One of the biggest knocks Chrysler has gotten in recent years from automotive journalists is for its interiors, which often felt a grade below the competition.
Chrysler and its financial savior, Fiat, obviously took note. The interiors of existing models were overhauled with softer, high-quality feeling materials and controls shortly after the Fiat takeover. Now, the industry will be recognizing the company for the improvements.
Dodge's new Dart and Chrysler's re-designed 300 Luxury Series have been named to 'Ward's 10 Best Interiors' List for 2012.
"The new 2013 Dodge Dart is the first of our next-generation interiors and we are honored that WardsAuto World has chosen the Dart for their 10 Best Interiors list," said Klaus Busse, who is Head of Interior Design for Chrysler Group LLC.
"We are able to give Dart customers a well-crafted, high-quality interior similar in its execution to that of the award-winning interior of the Charger and infused with exciting colors, eye-catching ambient lighting and state-of-the-art technology."
For the Chrysler 300, the company used a Poltrona Frau leather-wrapped instrument panel, center console, side panels and upper front- and rear-door panels. Nappa leather was used for the door armrests, center console and seats. Natural Pore Mocha real wood trim was used as well.

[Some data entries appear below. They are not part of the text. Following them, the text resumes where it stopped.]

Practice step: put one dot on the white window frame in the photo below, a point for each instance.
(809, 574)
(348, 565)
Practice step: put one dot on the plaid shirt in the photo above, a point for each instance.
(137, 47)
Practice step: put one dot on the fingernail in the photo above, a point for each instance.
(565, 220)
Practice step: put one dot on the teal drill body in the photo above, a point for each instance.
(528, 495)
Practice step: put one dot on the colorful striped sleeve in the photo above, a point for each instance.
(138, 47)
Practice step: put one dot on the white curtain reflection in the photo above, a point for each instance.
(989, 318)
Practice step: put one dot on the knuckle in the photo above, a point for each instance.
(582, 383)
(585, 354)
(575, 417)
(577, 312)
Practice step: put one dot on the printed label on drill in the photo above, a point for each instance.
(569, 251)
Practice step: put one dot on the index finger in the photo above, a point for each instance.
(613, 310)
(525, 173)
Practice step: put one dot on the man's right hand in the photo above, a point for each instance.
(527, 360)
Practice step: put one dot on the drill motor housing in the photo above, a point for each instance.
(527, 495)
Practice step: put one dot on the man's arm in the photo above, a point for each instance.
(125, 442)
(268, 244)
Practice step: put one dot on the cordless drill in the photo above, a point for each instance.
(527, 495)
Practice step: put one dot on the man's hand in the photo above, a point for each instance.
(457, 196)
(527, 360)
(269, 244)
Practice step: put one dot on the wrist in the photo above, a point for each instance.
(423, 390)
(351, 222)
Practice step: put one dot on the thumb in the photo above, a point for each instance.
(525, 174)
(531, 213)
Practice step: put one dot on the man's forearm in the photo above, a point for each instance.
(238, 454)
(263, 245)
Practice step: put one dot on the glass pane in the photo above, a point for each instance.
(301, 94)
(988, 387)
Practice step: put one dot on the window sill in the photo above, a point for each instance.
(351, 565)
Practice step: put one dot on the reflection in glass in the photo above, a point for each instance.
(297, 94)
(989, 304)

Other cars making the 'Ward's 10 Best Interiors' list: Audi A7, Chevrolet Sonic, Hyundai Accent, Hyundai Azera, Mazda CX-5, Infiniti JX35, Range Rover Evoque, and the Volkswagen Beetle. The WardsAuto editorial staff spent near two months evaluating 40 vehicles with new or significantly improved interiors.
"We saw a tremendously diverse group of interiors this year, and it's obvious to us that auto makers are pushing their design staffs harder than ever for interiors that are beautifully appointed, well-equipped and extremely comfortable," said WardsAuto World Editor-in-Chief Drew Winter.
Ward's editors scored and ranked nominated vehicles based on ergonomics, safety, material selection, overall value and aesthetics.
The judges also rated each interior's controls and displays to determine how effectively vehicle information is communicated to the driver.
Lavish, colorful interiors are nothing new. But in recent years, some of the styling fare that we saw in interiors like the '57 Chevrolet Bel Air, or 1966 Ford Thunderbird, just to name two examples, seemed to stutter as corporate parts-bin sharing became so prevalent.
With technologies such as LED lighting, Thin Film Transistor (TFT) displays and computer-controlled entertainment systems, it just may be that the automotive interior is poised for a major styling renaissance.